Comment peut-on expliquer qu’une méthode réputée efficace à l’intérieur pour éviter la propagation du virus entre les ministres soit subitement inefficace en extérieur sur une terrasse?

La photo a fait le tour des réseaux sociaux: on y voit le conseil des ministres au grand complet, soit 30 personnes, dans une salle évidemment couverte, en train de poser pour les photographes. Ils semblent très fiers de la superbe installation, certainement très efficace, qui leur permet, à leurs yeux, de respecter leurs règles de distanciation sociale: chacun de nos dirigeants est séparé de ses voisins de gauche et de droite par un grand écran en plexiglas. Ce beau système de protection est payé avec l’argent du contribuable mais si l’on veut éviter d’être populiste, il faut reconnaître qu’un système efficace permettant la réunion des membres d’un gouvernement est une dépense bien justifiée.

Comment peut-on expliquer qu’une méthode réputée efficace à l’intérieur pour éviter la propagation du virus entre les ministres soit subitement inefficace en extérieur sur une terrasse?

On en retiendra donc que nos ministres, qui ont sûrement consulté les experts gouvernementaux pour s’assurer de l’efficacité de ce dispositif, considèrent que des plaques de plexiglas séparant des personnes assises à moins de 1,5 m l’une de l’autre sont une bonne méthode pour éviter les contaminations. Comme le gouvernement siège dans une salle, certes de grande dimension, cela veut donc dire que même à l’intérieur, ils estiment qu’en siégeant protégés par une plaque de plexiglas, ils respectent les règles destinées à éviter la propagation du Covid-19.

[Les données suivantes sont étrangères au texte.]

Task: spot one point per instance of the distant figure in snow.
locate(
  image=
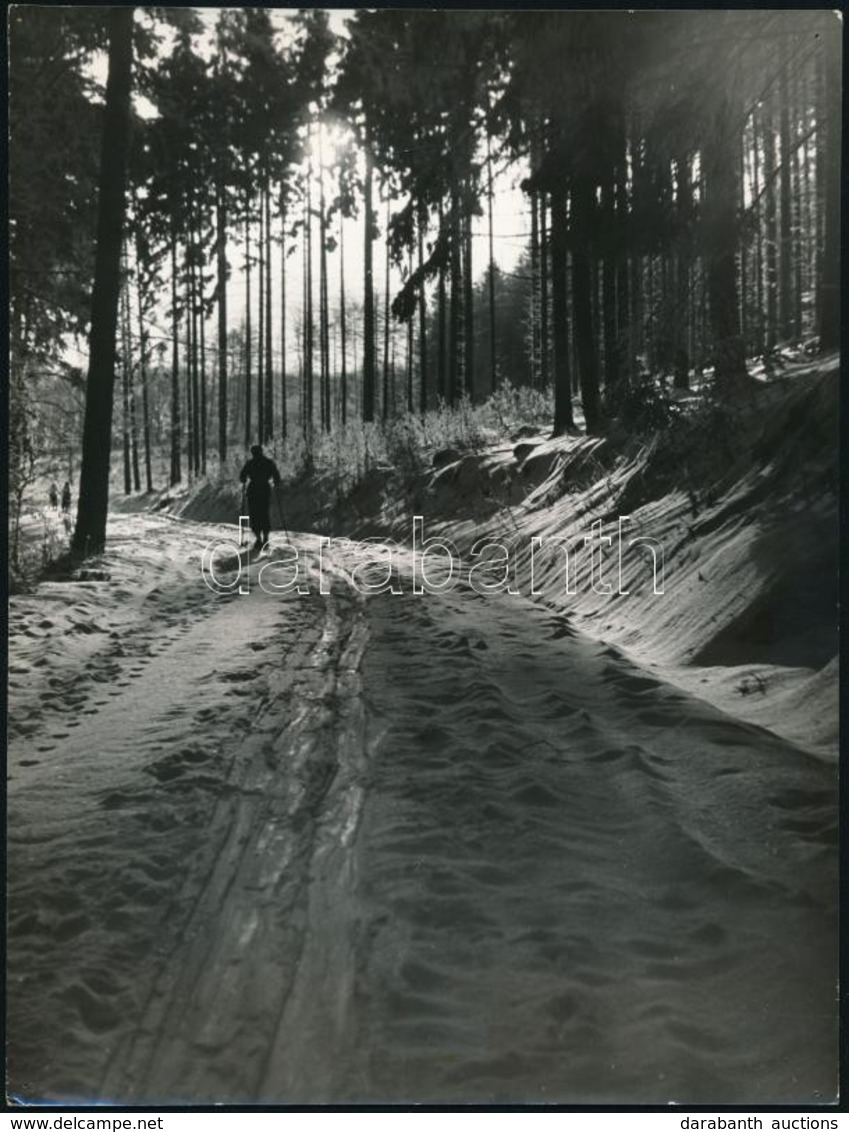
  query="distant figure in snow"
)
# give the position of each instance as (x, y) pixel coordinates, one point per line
(258, 473)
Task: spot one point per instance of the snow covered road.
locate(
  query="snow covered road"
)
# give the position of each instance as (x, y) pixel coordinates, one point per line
(400, 848)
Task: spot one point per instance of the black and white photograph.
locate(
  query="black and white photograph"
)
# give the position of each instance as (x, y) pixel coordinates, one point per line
(422, 557)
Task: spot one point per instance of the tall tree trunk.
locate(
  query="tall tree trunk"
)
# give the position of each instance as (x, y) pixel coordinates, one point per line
(761, 324)
(442, 336)
(410, 406)
(454, 301)
(343, 319)
(608, 285)
(624, 274)
(221, 256)
(283, 409)
(492, 354)
(545, 331)
(368, 305)
(189, 377)
(126, 362)
(770, 230)
(143, 366)
(830, 275)
(468, 296)
(309, 342)
(386, 318)
(534, 314)
(323, 312)
(89, 533)
(176, 456)
(786, 226)
(204, 410)
(582, 204)
(195, 372)
(721, 236)
(798, 240)
(248, 382)
(564, 418)
(268, 360)
(684, 206)
(260, 319)
(134, 421)
(422, 320)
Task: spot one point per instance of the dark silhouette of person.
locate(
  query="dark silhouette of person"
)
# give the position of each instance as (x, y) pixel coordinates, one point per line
(258, 473)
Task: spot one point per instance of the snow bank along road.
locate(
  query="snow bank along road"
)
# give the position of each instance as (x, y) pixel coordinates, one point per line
(443, 848)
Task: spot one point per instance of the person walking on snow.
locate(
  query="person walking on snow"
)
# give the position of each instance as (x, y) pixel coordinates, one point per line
(257, 473)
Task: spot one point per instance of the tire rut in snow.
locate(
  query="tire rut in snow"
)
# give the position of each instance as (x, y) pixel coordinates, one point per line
(574, 884)
(258, 916)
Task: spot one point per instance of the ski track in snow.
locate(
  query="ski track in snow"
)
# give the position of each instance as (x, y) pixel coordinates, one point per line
(400, 848)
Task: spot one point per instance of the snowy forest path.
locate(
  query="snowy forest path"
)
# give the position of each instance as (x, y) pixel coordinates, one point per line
(333, 847)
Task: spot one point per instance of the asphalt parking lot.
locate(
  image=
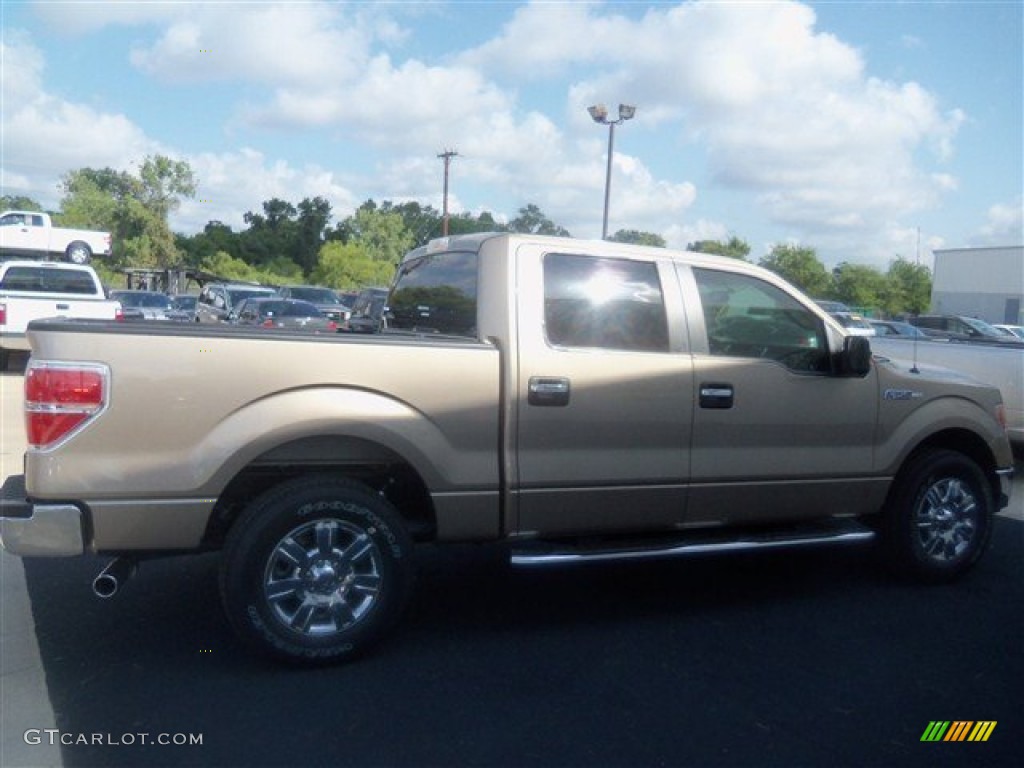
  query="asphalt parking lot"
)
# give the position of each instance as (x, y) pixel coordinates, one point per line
(798, 659)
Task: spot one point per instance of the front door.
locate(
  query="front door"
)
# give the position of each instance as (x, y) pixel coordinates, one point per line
(775, 432)
(603, 396)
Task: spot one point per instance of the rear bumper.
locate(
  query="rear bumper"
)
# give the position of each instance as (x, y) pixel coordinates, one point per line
(30, 529)
(9, 340)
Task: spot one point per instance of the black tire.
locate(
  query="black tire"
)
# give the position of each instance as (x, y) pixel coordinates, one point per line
(78, 253)
(938, 519)
(316, 570)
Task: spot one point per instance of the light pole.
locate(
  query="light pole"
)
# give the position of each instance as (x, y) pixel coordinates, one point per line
(600, 115)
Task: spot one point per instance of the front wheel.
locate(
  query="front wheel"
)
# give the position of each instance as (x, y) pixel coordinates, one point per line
(316, 570)
(938, 518)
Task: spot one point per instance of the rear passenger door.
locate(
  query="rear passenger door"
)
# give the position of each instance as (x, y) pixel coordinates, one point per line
(603, 397)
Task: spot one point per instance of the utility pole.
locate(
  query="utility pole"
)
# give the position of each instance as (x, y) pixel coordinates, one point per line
(446, 156)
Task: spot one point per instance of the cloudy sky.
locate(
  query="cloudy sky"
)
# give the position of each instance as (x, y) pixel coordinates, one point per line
(861, 129)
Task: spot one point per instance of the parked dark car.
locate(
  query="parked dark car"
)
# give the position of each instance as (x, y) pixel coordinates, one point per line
(143, 304)
(218, 300)
(323, 298)
(183, 307)
(368, 311)
(278, 312)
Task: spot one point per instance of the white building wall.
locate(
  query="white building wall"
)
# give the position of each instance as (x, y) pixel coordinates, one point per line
(985, 283)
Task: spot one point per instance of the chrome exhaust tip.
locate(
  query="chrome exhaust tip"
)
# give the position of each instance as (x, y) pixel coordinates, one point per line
(111, 579)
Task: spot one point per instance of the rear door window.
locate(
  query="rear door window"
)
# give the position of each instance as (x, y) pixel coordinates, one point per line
(46, 280)
(603, 302)
(745, 316)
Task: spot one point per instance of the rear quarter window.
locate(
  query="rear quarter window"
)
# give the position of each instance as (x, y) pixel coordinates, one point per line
(436, 293)
(603, 302)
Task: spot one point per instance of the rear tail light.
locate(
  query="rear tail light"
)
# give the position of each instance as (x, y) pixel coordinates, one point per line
(60, 398)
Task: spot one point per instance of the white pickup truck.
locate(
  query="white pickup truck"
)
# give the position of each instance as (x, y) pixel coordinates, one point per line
(1000, 366)
(32, 235)
(35, 290)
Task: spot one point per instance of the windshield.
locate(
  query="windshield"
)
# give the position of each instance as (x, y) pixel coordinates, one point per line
(288, 309)
(437, 294)
(140, 300)
(238, 294)
(981, 327)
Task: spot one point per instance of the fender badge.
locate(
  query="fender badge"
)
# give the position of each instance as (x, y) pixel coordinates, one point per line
(901, 394)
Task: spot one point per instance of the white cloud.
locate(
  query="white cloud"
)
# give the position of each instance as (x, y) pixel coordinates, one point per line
(784, 111)
(45, 136)
(233, 183)
(1005, 224)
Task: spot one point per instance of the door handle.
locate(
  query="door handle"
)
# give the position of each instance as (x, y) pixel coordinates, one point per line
(716, 395)
(548, 390)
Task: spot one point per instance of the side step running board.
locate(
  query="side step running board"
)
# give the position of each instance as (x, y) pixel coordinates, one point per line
(562, 553)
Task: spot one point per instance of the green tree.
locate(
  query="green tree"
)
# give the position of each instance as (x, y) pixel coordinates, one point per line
(349, 265)
(858, 285)
(381, 232)
(133, 208)
(733, 248)
(532, 221)
(801, 266)
(313, 215)
(18, 203)
(638, 238)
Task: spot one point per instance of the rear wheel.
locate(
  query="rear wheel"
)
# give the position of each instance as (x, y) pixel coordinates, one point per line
(78, 253)
(316, 570)
(939, 517)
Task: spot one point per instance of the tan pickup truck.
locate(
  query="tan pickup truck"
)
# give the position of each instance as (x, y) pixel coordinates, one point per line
(580, 400)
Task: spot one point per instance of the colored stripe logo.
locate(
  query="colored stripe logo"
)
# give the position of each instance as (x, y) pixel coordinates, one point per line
(958, 730)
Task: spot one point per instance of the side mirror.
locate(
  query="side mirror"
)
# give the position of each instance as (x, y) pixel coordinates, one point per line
(855, 359)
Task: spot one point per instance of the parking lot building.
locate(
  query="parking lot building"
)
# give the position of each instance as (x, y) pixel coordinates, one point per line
(984, 283)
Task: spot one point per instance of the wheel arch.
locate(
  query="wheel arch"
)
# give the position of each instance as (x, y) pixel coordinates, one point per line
(75, 244)
(375, 465)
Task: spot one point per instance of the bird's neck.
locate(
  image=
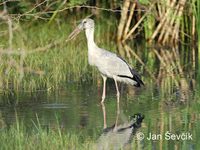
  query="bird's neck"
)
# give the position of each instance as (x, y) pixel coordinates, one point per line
(90, 38)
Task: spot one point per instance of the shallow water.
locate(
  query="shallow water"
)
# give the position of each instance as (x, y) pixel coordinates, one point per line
(78, 109)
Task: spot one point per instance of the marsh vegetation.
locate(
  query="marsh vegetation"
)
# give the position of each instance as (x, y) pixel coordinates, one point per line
(49, 95)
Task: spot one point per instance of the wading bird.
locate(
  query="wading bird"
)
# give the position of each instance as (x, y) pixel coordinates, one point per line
(109, 64)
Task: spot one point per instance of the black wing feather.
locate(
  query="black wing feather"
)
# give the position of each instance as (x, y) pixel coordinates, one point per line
(136, 76)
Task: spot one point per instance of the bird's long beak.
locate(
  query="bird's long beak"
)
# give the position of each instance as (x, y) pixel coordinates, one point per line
(74, 33)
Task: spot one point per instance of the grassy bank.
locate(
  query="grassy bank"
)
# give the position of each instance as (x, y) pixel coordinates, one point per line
(41, 59)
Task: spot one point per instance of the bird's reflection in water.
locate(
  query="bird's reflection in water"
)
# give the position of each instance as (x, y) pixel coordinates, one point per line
(118, 136)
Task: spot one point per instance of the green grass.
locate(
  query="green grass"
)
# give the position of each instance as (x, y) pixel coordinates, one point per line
(51, 66)
(17, 138)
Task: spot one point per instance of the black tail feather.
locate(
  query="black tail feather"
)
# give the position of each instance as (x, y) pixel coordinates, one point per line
(136, 77)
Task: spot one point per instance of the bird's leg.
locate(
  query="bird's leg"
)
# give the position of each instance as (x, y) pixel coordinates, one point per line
(118, 94)
(104, 88)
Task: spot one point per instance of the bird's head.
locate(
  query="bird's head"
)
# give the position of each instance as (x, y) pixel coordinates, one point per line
(85, 24)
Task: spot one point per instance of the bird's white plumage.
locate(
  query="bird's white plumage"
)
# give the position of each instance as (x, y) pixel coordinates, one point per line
(108, 63)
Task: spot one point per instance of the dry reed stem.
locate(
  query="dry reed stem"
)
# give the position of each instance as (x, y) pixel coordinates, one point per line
(129, 19)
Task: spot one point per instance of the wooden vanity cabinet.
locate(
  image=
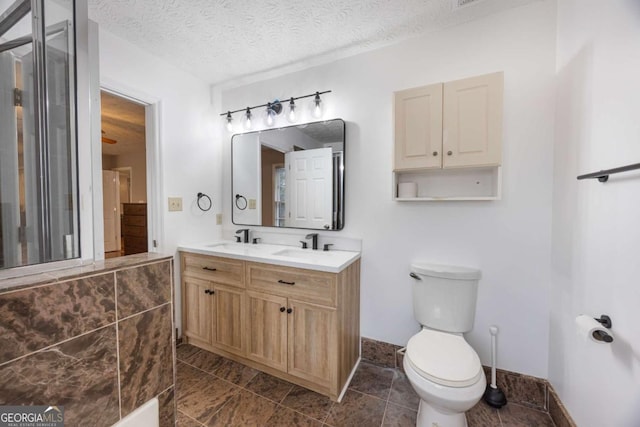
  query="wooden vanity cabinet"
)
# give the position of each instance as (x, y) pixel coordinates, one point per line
(300, 325)
(213, 302)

Pourtant, à la veille de l’ouverture des terrasses des restaurants, des ministres ont annoncé que ceux-ci ne seraient pas autorisés à placer des plaques de plexiglas entre leurs tables pour éviter de devoir les espacer de 1,5 m. Ils contredisaient ainsi un protocole qui avait déjà été diffusé et en vertu duquel nombre de restaurateurs ont acquis, à leurs frais, de tels dispositifs de protection. En catastrophe, on a publié une édition du Moniteur avec un arrêté ministériel confirmant cette interdiction.

Le commun des mortels – et donc aussi les restaurateurs – se posent alors une question. Les experts officiels ne cessent de nous dire depuis des semaines que la propagation du virus est très faible à l’extérieur, et donc qu’on pourrait prendre moins de précautions dans ce cas. C’est même l’idée centrale d’un “plan plein air”… Alors, comment peut-on expliquer qu’une méthode réputée efficace à l’intérieur pour éviter la propagation du virus entre les ministres soit subitement inefficace, au point d’être interdite, lorsque des gens qui ne sont pas ministres se restaurent en extérieur sur une terrasse?

A moins de penser quela qualité de ministre permet d’acquérir une certaine immunité, même relative, face au virus, on ne peut que s’étonner de cette différence quant à l’appréciation de l’efficacité de mesures. Il n’y a pas d’autre explication: les mesures prises par ce gouvernement sont incohérentes et elles relèvent de l’arbitraire.

Cet exemple n’est pas le seul. Chacun se rappelle les instructions contradictoires données à propos du port du masque qui, en quelques mois, a d’abord été déconseillé, puis interdit à la vente, puis à nouveau déconseillé, puis recommandé, et enfin obligatoire.

Le problème n’est pas seulement au niveau de quelques mesures éparses. Il se situe à tous les niveaux de la gestion de la lutte contre la pandémie. De tels exemples, même s’ils ne sont que des exemples, expliquent largement que des pans entiers de la population n’ont plus confiance en ce gouvernement et, au mieux, ne respectent ses mesures que par crainte de la répression.